PILORI
Par: (pas credité)
Notre ministre cloué au "pilori"… C'est Jean-Pierre Chevènement qui l'a dit, à propos de Dominique Strauss-Kahn. C'est, bien sûr, au figuré qu'il faut prendre l'expression qui signifie que quelqu'un est montré du doigt, qu'on l'expose au blâme et à la vindicte populaire. L'expression est figée, journalistique, et personne ou presque n'en comprend le sens propre.
L'origine du mot "pilori" est obscure, mais il semble que le mot soit de la même famille que "pilier". En tout cas, c'est au départ une sorte de poteau de torture (cf. bien sûr "les ayant cloués nus au poteau de couleur", poteau et couleur étant une sorte de décomposition du mot "pilori", ce qu'atteste le verbe "clouer" qui précède).
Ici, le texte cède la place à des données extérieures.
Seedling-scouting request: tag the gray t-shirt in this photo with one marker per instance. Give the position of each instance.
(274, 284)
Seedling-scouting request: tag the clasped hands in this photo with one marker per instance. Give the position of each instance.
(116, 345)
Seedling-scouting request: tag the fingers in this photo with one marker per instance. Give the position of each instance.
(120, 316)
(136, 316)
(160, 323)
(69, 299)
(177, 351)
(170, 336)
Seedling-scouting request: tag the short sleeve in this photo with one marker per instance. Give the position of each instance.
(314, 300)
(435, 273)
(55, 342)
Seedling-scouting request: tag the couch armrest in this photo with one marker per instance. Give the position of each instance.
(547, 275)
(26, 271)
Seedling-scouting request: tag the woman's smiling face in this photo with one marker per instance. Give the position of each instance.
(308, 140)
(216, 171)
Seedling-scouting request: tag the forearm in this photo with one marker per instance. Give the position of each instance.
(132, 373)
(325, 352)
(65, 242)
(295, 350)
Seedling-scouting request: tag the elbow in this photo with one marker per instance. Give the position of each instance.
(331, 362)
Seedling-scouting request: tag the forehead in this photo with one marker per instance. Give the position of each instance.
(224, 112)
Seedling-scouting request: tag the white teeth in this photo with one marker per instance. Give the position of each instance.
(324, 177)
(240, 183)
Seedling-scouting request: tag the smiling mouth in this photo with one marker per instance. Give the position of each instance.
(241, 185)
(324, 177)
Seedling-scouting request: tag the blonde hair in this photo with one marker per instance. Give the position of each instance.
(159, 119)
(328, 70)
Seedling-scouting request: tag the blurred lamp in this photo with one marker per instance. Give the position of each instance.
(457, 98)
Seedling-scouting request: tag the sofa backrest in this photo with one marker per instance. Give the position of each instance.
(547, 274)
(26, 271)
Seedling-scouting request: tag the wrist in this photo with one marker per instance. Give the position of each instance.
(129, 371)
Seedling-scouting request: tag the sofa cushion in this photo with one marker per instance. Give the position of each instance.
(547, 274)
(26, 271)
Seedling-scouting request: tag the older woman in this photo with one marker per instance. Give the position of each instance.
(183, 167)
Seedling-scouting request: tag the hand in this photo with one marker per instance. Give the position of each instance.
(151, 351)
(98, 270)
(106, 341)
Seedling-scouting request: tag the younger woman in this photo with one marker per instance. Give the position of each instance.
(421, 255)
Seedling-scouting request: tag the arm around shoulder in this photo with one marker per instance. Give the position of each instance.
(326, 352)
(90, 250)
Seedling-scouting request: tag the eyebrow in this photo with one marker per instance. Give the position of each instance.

C'était un privilège de certains seigneurs du Moyen âge que d'élever des "piloris", sortes de pieux grossiers érigés sur les places de village. Des condamnés y étaient attachés par des colliers de fer. A Paris, on voyait plus grand : le "pilori" situé au milieu de la Halle aux poissons, par exemple, était une tourelle à un étage. Le prisonnier était placé sur un cercle de fer qu'on pouvait faire pivoter sur lui-même, pour exposer, spécialement les jours de marché, le condamné aux regards du peuple. Cette peine ne fut abolie qu'à la Révolution ; encore faut-il savoir que le carcan et l'exposition publique ne furent abolis qu'en 1848.
Ce type de peine, uniquement basée sur l'humiliation publique, était en fait à double tranchant, puisque par exemple, à Londres en 1703, le romancier Daniel Defoe, fut au "pilori" acclamé par la foule.
Le problème linguistique tient alors au verbe "clouer", totalement illogique dans l'expression : les malheureux n'étaient pas cloués. Le Christ par contre l'était, et il est certain que c'est cette image du crucifié, point ultime de l'exposition à la populace, qui vient contaminer celle du "pilori". On signale d'ailleurs un tableau de Glaize, intitulé "le pilori", qui représente un groupe de génies qui ont été incompris de leur temps et méprisés, ou tout au moins désignés comme coupables par l'autorité politique. Jésus est au centre, entouré de quelques joyeux drilles en avance sur leur époque, ou en délicatesse avec le pouvoir : Socrate, Galilée, Jeanne d'Arc, Christophe Colomb…
D'autres expressions existent, plus ou moins actuelles, comme "traîner sur la claie", ou même "stigmatiser", verbe étrange au destin hors-série.
"Stigmatiser" signifie au sens propre imprimer des "stigmates" à quelqu'un. Et ces "stigmates" évoquent en premier lieu ceux du Christ, les blessures que lui inflige son supplice : aux mains, aux pieds, au flanc. Ces signes de sa condamnation sont devenus les signes de sa gloire, de sa mort pour racheter les pêchés du monde.
Mais le mot "stigmate" a continué d'être utilisé au sens de marque infamante, en particulier quand on marquait les condamnés au fer rouge - pour inscrire leur infamie dans leur corps et en rendre la trace indélébile.
Et aujourd'hui, le verbe "stigmatiser" est d'emploi dans le sens de dénoncer publiquement.
Bizarrement d'ailleurs, si l'on continue à "stigmatiser" quelqu'un, on "stigmatise" aussi quelque chose : la malhonnêteté ou la corruption.